Jonathan Dean has just published a paper in the Journal of Hydrology, where he brought together measurements made at the British Geological Survey over two decades, to better understand how climate change is recorded in lake sediments. Here he discusses why this was such important work...


Nar Gölü in April 2014. The lake formed in an old volcano.
In the Stable Isotope Facility at the BGS, a lot of our work is focussed on using lake sediments to reconstruct how climate has changed in the past. In lakes, sediment deposited every year records what was going on in the lake, which is often related to climate, and by looking at variability in the chemical signature of lake sediments over time we can therefore reconstruct how climate changed in the past.

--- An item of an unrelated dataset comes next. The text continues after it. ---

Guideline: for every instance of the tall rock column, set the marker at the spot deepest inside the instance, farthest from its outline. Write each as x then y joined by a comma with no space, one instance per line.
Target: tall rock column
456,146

But every lake records climate differently: some lakes have sediments that record how temperature is changing whereas others respond to how precipitation amounts are varying. Therefore, before we can use lake sediments to reconstruct climate, we need to calibrate the signal from the lake we are working on.

Over the past couple of decades, researchers from the Universities of Nottingham, Plymouth, Birmingham and Ankara have been collecting water samples and lake sediments from a lake in central Turkey called Nar Gölü. We then analysed the samples here at the BGS to look at how the oxygen isotope ratio has changed over recent times and what aspect of climate they are recording.

Isotopes are different types of an element, and oxygen has two main types. We compared how the oxygen isotope ratio in the lake sediments has changed over recent times compared to our measurements of lake level and the local meteorological record. Over the 2000s, lake level fell by 3 metres as precipitation decreased and high summer temperatures increased evaporation in central Turkey.

We were able to show that oxygen isotopes recorded this shift well: there was a strong correlation between the oxygen isotope ratio and the lake level (which was responding to the drying climate), with an increase in the ratio as the lake level fell.

Assuming this relationship was consistent into the past, we can therefore infer than if the oxygen isotope ratio in the sediments decreases the climate was getting wetter, whereas if the ratio increases the climate was getting drier.

Our study will allow us to better interpret a long sediment core sequence spanning roughly the last 15,000 years that we collected in 2010. It will hopefully also demonstrate to other scientists working with lake sediments that monitoring how the lake responds to climate change in the present allows us to better use lake sediments to reconstruct how climate changed in the past.

The photo on the right is a recent sediment core from Nar Gölü, with the top the present day, and a light and dark band representing 1 year of sedimentation.